Resentment grows between Wayside tourists and the City dwellers who have to live with ‘The Fountain’ year round. Rumor has it that a third faction has determined to kill the thing, in whatever manner a thing like ‘The Fountain’ might be killed. Visitors are cautioned to be forgiving of the City’s people and suspicious of its facilities. Much of the plumbing has succumbed to the will of ‘The City Fountain. Unfortunately, the meanness is the best indication of ‘The City Fountain’s’ intelligence and its best defense for protection.’
I hurry back to the camper and find it flooded. Hector, soaked and shivering, has taken refuge on the driver’s seat. A thick stream of water pummels the headrest, jetting up from behind the camper and through one of the windows I left cracked for airflow.
‘The City Fountain’ won’t let me fix anything as long as I am in its domain. My shirts are knocked off hangers. My bedsheets are stained in muddy sewer water. We leave town and find an amount of peace in the outskirts, though night falls before anything has a chance to dry. It’s a cold night. Another night on the ground. Eventually, I decide to drive and hope the chilly autumn air will start us on our way back to normal, whatever that looks like.
-traveler
Virginia’s ‘Tick Town’ is not the first place I’ve visited that smells like blood. There was that field of flesh lilies with flaky white butterflies. The was Nebraska, I think. There was the waterfall in Connecticut that was legally required to allow public access to prove that the liquid cascading over the high cliffs above was not blood, despite it looking like blood and smelling like blood and producing a fine pink mist that tasted like blood. I read, recently, that they had to shut that waterfall down.
It was blood after all.
‘There is little doubt that humanity has wreaked havoc on the planet and there are a number of good people- of good scientists- doing hard work to recognize and mitigate that damage. Within that population, however, there are a few that take what is clear and run with it to unclear conclusions. This is likely true of the creators of ‘Tick Town,’ a couple of disgraced biologists that claim, generally, that man has stolen its blood from the ticks.’

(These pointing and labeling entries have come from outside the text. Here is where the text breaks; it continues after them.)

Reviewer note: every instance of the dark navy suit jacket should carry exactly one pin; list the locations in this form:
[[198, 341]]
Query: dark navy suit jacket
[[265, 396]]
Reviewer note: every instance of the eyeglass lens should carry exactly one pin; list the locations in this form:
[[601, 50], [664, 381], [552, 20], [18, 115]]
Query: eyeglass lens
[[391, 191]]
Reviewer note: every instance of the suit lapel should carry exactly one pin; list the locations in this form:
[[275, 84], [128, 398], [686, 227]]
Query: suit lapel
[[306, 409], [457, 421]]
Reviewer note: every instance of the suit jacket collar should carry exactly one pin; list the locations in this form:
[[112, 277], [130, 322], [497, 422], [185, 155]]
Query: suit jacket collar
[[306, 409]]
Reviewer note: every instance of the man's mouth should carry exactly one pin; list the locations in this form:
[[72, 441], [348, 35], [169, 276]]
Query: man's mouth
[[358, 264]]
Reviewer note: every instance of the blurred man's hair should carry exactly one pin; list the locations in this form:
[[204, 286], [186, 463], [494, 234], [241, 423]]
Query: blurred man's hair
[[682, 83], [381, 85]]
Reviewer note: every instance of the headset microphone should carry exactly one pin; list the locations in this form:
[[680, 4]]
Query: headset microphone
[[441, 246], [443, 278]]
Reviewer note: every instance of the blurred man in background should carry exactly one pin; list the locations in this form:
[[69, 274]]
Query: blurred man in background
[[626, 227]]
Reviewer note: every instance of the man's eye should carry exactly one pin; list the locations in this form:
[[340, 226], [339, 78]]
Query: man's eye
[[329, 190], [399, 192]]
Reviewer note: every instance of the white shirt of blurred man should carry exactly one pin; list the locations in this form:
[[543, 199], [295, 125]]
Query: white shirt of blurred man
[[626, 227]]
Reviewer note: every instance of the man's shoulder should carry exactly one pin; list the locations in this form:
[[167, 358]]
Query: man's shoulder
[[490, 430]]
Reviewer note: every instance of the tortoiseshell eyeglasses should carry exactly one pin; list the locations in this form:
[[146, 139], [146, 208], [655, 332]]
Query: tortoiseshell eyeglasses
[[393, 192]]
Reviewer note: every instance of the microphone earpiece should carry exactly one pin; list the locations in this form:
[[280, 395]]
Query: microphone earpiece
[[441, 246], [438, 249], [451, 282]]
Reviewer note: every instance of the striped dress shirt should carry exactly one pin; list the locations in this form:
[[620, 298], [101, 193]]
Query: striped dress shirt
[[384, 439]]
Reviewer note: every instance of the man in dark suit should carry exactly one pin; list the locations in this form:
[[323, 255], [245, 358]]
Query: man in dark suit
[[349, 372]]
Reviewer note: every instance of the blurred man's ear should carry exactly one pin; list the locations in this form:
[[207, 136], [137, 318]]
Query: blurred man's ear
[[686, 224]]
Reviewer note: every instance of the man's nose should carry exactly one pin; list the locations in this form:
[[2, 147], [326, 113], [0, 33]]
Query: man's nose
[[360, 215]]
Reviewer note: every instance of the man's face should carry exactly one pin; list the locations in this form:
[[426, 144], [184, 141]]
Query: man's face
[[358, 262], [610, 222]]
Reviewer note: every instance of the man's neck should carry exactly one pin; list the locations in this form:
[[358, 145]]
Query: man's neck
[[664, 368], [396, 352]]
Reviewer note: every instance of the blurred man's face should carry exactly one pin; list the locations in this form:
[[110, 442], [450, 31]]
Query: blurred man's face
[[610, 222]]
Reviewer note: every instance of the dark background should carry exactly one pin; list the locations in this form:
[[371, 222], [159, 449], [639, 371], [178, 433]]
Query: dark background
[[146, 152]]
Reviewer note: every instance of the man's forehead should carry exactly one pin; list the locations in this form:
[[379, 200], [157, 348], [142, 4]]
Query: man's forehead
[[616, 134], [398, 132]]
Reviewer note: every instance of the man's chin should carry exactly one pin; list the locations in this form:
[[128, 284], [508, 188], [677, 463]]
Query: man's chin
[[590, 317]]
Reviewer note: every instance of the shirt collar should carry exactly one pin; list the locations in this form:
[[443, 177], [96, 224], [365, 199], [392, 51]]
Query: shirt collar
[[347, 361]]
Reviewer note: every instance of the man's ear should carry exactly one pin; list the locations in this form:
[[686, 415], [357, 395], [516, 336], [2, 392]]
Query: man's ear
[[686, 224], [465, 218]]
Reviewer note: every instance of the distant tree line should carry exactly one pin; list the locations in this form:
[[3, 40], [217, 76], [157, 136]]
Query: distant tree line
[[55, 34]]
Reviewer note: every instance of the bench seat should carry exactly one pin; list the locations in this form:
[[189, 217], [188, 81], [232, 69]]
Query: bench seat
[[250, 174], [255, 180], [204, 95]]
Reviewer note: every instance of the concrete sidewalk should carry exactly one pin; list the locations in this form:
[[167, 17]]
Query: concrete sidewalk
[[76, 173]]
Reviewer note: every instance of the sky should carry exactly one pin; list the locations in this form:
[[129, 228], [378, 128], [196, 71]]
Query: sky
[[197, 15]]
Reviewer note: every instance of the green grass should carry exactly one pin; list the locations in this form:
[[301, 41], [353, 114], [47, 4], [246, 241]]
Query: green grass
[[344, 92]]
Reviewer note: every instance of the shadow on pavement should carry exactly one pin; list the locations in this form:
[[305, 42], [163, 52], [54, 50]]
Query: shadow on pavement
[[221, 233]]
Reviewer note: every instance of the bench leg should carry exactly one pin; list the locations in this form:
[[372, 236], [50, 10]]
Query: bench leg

They make you wear a tick-proof suit in ‘Tick Town’ despite several signs that indicate the ticks should be harmless, given how much blood exists “in its natural state.” The natural state of blood, according to ‘Tick Town,’ is in rivers and rain. Flowers are dewy with blood in tick town and blood pools in the cracked sidewalk like a cracked callus. There is so much blood that the ticks drown in it. They swell up like balloons and float around like contented tourists but even I can see they’re dead.
It’s hard to feel sorry for them, though. Even in such a miserable state.
I’ve chosen to avoid the peak hours of ‘Tick Town,’ when the owners arrive to give themselves over to the starving ticks, describing all the ways a visitor might accidentally let a few into the suits to join them, though also explaining that they are legally obliged to warn visitors against doing anything like that. They explain how easy and painless it is to be bitten by a tick- how little blood a tick actually consumes compared to the volume we carry around each day. It is a simple way to give back to nature, they tell you, and if that’s what they have to do to feel better about the world, then I’m happy to keep my judgement to myself.
Hector stays in the trailer for this one, as bloated and dependent as the ticks. As much a means to cope with the world, too. He would be happier in a home, I’m sure, with other tragic animals. But I need him and, as long as that’s true, he needs me too.
But people do what they have to, just to get by. It’s as true on the Wayside as it is anywhere.